“Dear Ned. Such a charming fellow, looks awfully splendid in shirtsleeves.”
“Hmm,” Constantinopla agreed, her eyes softening. Tom scowled.
“But what is he doing? I sent him to deal with Miss Cecilia someone. You might have heard of her father, a dreadful pirate, Captain Morris or Morepain or—”
“Morvath, Your Majesty?” Constantinopla suggested.
“No, I don’t think so. But then, when you’re surrounded by so many pompous men who think they can manage the realm better than you can, the names tend to blur together.”
“May I ask what you mean by Captain Smith dealing with Cecilia, Your Majesty?”
“I don’t think I shall tell you,” the Queen said. “That’s confidential Crown business. Don’t you agree, Albert dear?”
The portrait of Prince Albert did not reply.
Constantinopla felt her heart, stomach, and life span shrink. Was Ned Smith, alias Teddy Luxe, commissioned to harm or imprison Cecilia? And Constantinopla had left her alone in his company! Miss Darlington was going to kill her.

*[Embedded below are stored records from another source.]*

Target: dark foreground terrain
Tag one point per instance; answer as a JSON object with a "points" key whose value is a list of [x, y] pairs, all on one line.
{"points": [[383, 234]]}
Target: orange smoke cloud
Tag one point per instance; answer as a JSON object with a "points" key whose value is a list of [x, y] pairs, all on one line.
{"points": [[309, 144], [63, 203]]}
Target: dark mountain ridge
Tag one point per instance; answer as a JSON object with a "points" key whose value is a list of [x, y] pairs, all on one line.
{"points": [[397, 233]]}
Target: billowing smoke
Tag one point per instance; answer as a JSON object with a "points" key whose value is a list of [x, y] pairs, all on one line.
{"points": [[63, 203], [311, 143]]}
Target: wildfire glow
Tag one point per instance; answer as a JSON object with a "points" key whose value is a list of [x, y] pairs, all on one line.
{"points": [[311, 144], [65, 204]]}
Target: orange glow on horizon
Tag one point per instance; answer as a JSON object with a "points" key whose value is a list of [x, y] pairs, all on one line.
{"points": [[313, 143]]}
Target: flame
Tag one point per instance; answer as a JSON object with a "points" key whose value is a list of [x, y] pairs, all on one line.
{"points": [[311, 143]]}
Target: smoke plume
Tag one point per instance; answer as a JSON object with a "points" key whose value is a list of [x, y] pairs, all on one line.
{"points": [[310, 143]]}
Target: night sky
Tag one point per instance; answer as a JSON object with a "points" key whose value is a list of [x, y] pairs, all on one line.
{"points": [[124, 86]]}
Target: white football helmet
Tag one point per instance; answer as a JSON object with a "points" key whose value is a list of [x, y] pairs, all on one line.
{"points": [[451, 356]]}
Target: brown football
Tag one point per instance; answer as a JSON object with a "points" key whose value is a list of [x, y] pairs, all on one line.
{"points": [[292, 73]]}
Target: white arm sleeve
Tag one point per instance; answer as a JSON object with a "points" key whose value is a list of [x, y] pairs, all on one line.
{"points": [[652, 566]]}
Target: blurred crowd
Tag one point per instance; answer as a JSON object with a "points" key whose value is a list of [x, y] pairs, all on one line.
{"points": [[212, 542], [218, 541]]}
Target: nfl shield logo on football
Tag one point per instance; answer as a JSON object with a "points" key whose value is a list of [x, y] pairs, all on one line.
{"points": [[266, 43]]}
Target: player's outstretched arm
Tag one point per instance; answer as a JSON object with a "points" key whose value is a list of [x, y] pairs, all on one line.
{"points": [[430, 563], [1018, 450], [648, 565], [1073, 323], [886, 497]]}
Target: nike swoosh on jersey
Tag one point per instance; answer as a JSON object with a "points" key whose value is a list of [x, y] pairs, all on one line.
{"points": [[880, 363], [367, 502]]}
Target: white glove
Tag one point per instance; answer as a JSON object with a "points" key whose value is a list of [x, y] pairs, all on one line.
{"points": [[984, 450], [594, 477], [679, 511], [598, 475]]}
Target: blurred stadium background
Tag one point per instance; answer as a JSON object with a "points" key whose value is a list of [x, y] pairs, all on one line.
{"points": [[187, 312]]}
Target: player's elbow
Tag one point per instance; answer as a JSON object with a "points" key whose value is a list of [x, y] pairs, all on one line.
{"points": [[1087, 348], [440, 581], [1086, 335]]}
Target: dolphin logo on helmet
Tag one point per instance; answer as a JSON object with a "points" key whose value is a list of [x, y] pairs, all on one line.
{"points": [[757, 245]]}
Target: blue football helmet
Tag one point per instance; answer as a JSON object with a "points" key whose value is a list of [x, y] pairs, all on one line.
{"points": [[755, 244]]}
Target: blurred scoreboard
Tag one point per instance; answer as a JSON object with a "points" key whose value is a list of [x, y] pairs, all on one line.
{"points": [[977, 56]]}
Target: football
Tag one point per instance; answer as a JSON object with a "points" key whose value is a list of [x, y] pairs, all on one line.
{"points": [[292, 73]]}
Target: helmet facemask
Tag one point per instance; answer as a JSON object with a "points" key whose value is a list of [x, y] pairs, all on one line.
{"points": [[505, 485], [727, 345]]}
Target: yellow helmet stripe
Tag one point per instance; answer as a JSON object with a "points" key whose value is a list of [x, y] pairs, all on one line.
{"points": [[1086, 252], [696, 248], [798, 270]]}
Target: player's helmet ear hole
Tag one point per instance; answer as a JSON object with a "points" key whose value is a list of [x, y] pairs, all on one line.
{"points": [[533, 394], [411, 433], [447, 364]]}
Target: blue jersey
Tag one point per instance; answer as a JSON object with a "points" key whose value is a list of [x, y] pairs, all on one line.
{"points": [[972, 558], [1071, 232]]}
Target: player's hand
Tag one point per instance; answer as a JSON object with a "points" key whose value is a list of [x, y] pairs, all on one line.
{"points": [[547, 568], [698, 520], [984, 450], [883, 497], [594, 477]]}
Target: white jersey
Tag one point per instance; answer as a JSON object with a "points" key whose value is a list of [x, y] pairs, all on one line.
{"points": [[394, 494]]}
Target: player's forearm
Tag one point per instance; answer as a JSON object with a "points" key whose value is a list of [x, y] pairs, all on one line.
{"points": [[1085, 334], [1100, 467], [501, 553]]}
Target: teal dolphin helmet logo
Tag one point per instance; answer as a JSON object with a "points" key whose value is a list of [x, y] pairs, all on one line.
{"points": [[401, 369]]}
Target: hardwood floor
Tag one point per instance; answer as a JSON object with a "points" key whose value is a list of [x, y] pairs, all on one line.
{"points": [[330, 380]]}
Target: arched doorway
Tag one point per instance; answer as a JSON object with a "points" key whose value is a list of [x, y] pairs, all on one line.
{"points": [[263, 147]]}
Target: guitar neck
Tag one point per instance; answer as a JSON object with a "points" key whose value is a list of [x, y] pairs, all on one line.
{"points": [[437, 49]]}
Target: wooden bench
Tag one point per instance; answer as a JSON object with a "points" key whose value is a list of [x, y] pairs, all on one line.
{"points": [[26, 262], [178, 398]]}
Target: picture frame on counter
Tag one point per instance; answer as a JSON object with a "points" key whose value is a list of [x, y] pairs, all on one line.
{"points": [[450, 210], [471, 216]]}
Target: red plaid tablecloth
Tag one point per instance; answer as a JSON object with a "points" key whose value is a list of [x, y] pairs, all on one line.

If Queen Victoria did not do so first.
“Your Majesty, I—”
The Queen held up a spoonful of porridge with the same attitude as a pirate holding a grenade, and Constantinopla took a step back.
“Enough talking, girl. You have ruined my appetite. I almost certainly won’t be able to finish these oats before going down to breakfast.”
“Your—”
“But I know just what to do with you. Adisa!” she called in a high, sharp voice, much like the sound a whip makes the moment before it connects with its hapless victim.
The door flung open and the enormous guard strode in, sword drawn.
Constantinopla blanched. Tom whimpered.
“Ha ha!” squawked the parrot. “You’re dead!”
15
cecilia’s tragic childhood—love at first sight—olga the ogre—between the devil and the deep blue sea—the portuguese baron—in the grim cellars—pleasantries—the ghost of emily brontë—tally ho (sotto voce)
Cecilia had never wished to be a girl again, half-wild and hardy and free. Although she had been brought fairly late to propriety and self-restraint, she found they suited her. Indeed, if she were a bird, she would happily allow a net to ensnare her.
Granted, she might cut that net with her dagger, fashion a hammock from it, and lie in said hammock reading books and drinking lemonade someplace no one would bother her, but that is beside the point.
She remembered with discomfort her early years running barefoot and undisciplined through the forest of rooms in Northangerland Abbey while Cilla indulged in romantic ideas about parenting. “Frolic!” she had urged Cecilia. “Sing! Dance! Only don’t disturb your papa when he’s machinating evil in his study.” Other pirate children were allowed to learn map reading, and write out the dictionary, and develop their posture by means of walking with a sword balanced on their head. But Cecilia had been forced to play with dolls.
Her father hadn’t approved, which was one of the reasons Cilla lefthim (that and his penchant for trying to destroy the world). But he hadn’t exactly been on Cecilia’s side either.
“I will not have a daughter with a coward soul,” he had declared, his eyes lit with the passion he felt whenever echoing one Brontë or another. He’d caught her reading a textbook in the sitting room, thus embarrassing him in front of the embezzler he was about to beat up. “Throw that book into the fire and go hunt for ghosts or draw eerie pictures on the wallpaper,” he’d demanded.
“But it’s arithmetic,” Cecilia had said in a small, mournful voice.
Captain Morvath had rolled his eyes at the embezzler, who’d shrugged sympathetically. (He would have sympathized even if the captain had told Cecilia to go play with a crocodile, so desirous was he to appease Morvath and avoid a thrashing.)
“Arithmetic,” the captain had scoffed. “What nonsense! I won’t allow it. You need to live your life like wild poetry!”
He’d snatched the book, tossed it on the hearth fire, and given her a toy gun instead.
The memory tugged on her as she tried to haul herself out of drugged unconsciousness toward a familiar smell of old dusty wood. She felt cold against her face. She heard the wuthering of strange breezes through solemn corridors. Northangerland Abbey had been a spruce, well-lit, modern building until her father took possession of it. He spent years transforming it to a state of mournful gloom. It was, he liked to say, his tangible opus.